The Lagoon 420’s came equipped with halogen overhead lights in the cabin and cockpit……lots of them. Last year we began switching them over to brighter, energy efficient LED lights. We finished the replacements this month. There were 12 alone in the salon/galley, and a total of 40 to replace. While considering what to put in the cockpit sitting area, where Mark recently built a large drop-leaf table, we wanted something that would provide plenty of light for card games, Mexican Train, reading, relaxing, and of course eating. There are only two lights on the hard bimini ceiling which is 9.7 feet above the cockpit floor. Even putting the brightest LED’s there wouldn’t give us the amount of light we wanted, so Mark built a hanging lamp fixture. We brought home a number of possible “shades” and ended up using a rattan basket. Inside it, Mark mounted an LED dome light with 36 warm white LEDs. We also experimented with various colors and sizes of chains and decided to use a white one. Then we had to decide how high above the table it should hang, which we determined by sitting at the table and raising the fixture until it was above our heads. After all those decisions were made, Mark ran the wires and made the adjustments.
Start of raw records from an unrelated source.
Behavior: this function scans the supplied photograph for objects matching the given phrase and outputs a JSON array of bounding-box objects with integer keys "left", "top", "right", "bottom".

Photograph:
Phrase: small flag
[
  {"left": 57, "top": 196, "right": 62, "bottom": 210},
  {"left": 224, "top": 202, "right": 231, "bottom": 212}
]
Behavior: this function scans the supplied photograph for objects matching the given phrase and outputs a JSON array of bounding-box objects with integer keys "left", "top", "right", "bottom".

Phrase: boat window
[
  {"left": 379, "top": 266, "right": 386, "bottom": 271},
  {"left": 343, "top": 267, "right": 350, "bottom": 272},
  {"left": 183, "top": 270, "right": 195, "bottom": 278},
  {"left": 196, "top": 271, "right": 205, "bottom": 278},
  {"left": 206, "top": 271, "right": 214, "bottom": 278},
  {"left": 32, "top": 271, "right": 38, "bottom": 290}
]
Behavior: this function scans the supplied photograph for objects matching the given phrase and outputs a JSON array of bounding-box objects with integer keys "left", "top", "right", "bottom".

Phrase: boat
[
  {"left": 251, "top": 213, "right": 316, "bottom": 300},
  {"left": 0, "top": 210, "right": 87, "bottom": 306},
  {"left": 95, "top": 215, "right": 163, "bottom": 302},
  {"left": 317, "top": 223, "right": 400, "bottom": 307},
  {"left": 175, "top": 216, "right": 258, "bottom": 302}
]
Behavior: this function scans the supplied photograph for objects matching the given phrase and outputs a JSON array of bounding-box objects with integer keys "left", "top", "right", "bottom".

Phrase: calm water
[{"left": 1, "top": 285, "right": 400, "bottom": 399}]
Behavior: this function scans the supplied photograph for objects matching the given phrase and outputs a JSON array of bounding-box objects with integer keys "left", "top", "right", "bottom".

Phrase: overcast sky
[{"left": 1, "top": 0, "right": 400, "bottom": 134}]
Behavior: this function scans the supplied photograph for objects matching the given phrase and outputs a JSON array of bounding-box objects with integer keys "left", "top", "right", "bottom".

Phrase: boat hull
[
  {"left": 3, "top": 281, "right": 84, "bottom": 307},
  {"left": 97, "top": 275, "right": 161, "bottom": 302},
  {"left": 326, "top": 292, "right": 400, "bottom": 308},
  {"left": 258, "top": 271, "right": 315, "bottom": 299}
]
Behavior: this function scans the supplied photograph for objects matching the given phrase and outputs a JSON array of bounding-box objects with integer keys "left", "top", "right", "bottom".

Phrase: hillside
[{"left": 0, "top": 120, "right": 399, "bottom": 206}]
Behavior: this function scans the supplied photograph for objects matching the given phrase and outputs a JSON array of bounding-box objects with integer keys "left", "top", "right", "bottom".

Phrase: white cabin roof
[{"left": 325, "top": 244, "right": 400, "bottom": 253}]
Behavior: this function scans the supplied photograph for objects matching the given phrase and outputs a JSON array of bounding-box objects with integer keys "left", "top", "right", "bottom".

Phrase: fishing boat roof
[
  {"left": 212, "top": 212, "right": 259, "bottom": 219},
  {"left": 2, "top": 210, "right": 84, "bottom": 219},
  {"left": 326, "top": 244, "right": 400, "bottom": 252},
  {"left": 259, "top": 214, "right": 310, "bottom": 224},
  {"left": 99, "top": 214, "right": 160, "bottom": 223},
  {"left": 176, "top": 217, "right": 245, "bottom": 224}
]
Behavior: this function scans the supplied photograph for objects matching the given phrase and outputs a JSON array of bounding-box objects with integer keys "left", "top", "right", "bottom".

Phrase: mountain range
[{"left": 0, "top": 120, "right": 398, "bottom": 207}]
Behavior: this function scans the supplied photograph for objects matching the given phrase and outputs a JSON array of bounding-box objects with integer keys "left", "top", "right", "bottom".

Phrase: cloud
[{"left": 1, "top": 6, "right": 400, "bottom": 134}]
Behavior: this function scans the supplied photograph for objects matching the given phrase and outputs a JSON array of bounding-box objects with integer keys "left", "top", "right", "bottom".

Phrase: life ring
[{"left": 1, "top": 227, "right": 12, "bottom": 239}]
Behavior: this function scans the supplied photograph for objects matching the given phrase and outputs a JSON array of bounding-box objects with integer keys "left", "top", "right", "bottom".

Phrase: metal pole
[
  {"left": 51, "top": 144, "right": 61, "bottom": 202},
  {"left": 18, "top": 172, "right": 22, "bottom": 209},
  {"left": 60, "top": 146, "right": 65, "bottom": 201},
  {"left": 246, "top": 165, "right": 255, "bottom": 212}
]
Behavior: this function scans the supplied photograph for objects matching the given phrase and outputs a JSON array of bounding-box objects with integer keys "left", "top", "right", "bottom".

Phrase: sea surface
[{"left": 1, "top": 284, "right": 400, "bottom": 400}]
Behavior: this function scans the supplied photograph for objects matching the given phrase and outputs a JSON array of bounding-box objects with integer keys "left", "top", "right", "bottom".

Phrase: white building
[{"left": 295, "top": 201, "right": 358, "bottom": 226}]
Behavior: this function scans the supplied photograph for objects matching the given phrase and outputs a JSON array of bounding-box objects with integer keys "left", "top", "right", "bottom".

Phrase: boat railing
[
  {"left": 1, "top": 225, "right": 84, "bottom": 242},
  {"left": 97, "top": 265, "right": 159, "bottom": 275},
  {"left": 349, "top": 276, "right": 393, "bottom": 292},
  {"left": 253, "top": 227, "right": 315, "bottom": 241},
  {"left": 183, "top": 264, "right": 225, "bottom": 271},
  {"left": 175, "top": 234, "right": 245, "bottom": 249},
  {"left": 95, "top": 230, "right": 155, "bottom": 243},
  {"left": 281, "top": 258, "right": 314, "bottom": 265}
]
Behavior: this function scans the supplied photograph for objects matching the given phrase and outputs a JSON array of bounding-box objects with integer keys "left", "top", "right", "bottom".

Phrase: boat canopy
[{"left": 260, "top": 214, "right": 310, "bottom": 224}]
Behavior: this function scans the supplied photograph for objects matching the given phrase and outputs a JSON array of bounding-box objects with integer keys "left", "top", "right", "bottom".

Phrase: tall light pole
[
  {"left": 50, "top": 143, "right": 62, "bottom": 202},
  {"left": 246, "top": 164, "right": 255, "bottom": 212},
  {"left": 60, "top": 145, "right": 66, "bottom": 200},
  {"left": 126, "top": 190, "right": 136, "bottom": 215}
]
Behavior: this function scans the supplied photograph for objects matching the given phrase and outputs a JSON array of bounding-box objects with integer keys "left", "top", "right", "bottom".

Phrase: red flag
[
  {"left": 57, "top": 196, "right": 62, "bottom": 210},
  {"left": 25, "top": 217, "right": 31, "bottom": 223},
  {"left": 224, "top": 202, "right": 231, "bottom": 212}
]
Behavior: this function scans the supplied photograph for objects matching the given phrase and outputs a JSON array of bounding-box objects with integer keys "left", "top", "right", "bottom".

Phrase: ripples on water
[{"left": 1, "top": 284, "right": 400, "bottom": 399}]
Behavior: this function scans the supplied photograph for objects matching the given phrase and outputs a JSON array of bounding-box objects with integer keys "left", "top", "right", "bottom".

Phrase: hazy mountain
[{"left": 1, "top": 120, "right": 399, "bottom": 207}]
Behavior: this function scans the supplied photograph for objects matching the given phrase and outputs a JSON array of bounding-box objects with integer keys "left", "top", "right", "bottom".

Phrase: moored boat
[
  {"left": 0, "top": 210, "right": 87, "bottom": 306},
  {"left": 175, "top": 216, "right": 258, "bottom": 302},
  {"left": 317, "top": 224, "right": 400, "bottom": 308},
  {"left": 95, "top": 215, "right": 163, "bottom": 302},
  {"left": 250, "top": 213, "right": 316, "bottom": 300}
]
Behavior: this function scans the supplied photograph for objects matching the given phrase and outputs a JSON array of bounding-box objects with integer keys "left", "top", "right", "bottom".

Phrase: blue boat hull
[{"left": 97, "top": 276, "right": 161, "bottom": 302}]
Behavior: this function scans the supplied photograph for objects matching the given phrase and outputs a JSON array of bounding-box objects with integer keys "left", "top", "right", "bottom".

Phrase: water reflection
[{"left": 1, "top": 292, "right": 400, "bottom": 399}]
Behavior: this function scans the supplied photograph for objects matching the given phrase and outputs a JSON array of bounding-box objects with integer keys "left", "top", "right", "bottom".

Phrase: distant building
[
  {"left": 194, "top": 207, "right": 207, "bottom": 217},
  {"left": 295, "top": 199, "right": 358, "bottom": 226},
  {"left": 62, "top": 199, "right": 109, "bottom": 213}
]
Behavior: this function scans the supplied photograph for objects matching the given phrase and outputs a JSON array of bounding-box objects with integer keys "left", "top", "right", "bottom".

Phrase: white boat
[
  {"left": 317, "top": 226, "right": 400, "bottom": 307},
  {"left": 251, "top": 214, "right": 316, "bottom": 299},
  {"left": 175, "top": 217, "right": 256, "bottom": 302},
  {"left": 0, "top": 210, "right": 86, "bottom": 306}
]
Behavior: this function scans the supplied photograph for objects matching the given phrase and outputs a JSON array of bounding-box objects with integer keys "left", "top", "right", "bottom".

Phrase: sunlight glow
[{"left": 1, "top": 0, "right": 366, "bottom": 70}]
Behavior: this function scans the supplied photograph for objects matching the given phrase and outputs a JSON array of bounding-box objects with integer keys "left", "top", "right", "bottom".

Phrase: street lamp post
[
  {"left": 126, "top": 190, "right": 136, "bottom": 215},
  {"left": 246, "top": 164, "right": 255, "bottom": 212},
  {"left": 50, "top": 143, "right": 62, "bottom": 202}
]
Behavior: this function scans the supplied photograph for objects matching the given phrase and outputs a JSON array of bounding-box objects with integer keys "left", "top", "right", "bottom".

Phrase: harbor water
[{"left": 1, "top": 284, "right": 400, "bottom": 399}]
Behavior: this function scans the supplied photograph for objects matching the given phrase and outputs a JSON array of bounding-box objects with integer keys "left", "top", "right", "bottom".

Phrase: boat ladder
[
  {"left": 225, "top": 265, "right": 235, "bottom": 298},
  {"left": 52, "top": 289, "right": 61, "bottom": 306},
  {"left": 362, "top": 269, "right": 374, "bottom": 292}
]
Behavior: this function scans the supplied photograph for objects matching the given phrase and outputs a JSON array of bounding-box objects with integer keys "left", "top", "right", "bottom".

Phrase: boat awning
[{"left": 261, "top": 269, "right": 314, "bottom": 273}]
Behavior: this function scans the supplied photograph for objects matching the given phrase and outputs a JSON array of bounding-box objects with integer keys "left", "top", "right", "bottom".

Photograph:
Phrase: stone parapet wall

Now we have plenty of light shining on the table and our choice of blue or white LED’s high on the bimini ceiling. (Red is the preferred color for nighttime sailing because it doesn’t ruin your night vision, but we don’t like the look of red lights in the sitting area and don’t use those lights while sailing in the dark anyway.) We also have several lighting combination choices. We can have the two bimini lights on by themselves in either the blue or white color. Or, we can just have the hanging light turned on. If we want a lot of light we can use the overhead and hanging lights, all combinations made with switches.
Only one problem remains. A hanging lamp on a boat obviously swings whenever the boat rocks. We have a way of tying off the hanging lamp in heavy weather or when sailing, but probably will get used to the swaying while anchored or moored in relatively calm water. Visitors on the boat might get hypnotized if they stare at it for too long, however, because it does tend to swing back and forth and back and forth.